The business combination is expected to result in gross proceeds
of over $560 million to Aeva, including $320 million in PIPE
proceeds and $243 million of InterPrivate cash held in trust.
Transaction proceeds are expected to support the Company through
the planned start of production in 2024.
Morgan Stanley & Co. LLC served as financial advisor and
lead private placement agent on the PIPE offering, EarlyBirdCapital
acted as capital markets advisor and Greenberg Traurig, P.A. served
as legal advisor to InterPrivate.
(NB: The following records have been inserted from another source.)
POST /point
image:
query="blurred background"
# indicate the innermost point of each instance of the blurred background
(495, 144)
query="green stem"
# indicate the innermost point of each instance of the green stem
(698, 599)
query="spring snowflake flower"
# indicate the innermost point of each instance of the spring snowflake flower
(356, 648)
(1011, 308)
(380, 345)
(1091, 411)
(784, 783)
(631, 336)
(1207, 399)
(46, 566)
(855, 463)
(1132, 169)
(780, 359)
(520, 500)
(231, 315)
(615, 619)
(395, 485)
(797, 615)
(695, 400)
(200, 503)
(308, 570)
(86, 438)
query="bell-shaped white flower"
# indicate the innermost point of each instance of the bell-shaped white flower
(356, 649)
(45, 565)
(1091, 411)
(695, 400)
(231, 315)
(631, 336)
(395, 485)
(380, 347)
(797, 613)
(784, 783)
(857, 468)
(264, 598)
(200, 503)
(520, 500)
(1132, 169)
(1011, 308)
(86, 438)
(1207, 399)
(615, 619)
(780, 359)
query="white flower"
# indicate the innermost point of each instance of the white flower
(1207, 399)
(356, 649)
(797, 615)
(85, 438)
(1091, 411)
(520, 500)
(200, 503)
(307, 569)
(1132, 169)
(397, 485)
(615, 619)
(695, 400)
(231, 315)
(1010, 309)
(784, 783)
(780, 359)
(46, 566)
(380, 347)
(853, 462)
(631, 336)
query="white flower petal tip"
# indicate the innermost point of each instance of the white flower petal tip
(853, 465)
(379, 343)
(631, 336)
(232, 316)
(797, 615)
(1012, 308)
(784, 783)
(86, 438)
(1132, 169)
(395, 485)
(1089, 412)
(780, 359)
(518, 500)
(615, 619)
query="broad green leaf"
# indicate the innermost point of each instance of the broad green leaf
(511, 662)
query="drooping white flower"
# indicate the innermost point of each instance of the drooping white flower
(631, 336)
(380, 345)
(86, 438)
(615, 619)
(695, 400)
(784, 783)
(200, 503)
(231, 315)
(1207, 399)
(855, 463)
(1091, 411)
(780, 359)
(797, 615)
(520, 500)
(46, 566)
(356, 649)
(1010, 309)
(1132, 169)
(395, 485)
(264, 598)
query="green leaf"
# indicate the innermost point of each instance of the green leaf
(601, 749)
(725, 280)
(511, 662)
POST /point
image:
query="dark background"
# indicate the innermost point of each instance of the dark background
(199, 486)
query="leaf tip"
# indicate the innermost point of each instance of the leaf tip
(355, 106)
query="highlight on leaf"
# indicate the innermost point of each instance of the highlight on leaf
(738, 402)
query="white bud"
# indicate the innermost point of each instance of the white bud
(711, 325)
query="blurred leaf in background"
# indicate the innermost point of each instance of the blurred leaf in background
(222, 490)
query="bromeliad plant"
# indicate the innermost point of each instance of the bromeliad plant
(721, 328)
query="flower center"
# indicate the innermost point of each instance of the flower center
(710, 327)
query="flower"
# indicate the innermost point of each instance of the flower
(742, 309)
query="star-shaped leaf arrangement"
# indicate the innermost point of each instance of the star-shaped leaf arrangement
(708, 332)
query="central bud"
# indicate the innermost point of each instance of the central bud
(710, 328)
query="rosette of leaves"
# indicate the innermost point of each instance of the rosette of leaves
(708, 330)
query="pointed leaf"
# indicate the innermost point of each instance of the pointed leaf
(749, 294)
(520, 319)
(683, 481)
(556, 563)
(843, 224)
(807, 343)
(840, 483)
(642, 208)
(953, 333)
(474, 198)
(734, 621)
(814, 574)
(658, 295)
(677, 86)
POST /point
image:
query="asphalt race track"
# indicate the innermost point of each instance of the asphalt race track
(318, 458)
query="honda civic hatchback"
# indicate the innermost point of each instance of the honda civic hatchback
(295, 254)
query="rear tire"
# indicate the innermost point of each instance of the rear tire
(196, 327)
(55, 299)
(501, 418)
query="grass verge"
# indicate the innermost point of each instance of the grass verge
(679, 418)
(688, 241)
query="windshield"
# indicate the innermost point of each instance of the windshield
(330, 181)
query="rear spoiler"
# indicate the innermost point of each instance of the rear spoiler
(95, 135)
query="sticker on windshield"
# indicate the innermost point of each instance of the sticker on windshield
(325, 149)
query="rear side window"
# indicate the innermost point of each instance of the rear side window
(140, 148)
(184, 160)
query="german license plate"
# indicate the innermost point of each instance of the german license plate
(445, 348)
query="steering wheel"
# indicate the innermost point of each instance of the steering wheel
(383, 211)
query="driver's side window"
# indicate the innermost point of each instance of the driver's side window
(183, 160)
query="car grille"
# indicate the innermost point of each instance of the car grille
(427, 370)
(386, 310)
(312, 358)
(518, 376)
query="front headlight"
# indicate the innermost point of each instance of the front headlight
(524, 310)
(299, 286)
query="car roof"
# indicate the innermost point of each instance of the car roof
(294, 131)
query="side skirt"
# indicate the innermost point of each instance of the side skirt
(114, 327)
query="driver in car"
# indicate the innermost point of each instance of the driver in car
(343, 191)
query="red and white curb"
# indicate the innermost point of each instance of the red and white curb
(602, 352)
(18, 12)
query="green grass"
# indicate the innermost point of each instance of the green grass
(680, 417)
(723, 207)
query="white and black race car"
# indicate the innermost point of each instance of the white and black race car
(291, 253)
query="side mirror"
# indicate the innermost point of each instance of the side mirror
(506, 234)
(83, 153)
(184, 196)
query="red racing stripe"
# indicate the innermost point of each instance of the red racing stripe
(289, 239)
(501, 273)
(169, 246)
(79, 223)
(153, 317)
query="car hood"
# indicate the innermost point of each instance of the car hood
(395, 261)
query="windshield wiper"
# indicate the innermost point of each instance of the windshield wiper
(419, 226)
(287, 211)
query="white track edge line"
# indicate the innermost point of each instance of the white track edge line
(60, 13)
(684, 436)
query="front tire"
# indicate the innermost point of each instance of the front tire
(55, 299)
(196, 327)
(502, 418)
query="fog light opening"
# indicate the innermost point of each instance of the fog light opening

Credit Suisse Securities (USA)
LLC acted as capital markets advisor, and Latham & Watkins LLP
served as legal advisor to Aeva. Credit Suisse Securities (USA) LLC
also served as placement agent on the PIPE offering for
InterPrivate. Additionally, Davis Polk & Wardwell LLP served as
legal counsel to Morgan Stanley & Co. LLC and Credit Suisse
Securities (USA) LLC.
About Aeva
Founded in 2017 by former Apple engineers Soroush Salehian and
Mina Rezk, and led by a multidisciplinary team of engineers and
operators, Aeva is building the next-generation of sensing and
perception for autonomous vehicles and beyond. Aeva is backed by
Adage Capital, Porsche SE, Lux Capital and Canaan Partners, amongst
others. For more information, visit www.aeva.com.
About InterPrivate Acquisition Corp.
InterPrivate is a blank check company organized for the purpose
of effecting a merger, share exchange, asset acquisition, stock
purchase, recapitalization, reorganization, or other similar
business combination with one or more businesses or entities.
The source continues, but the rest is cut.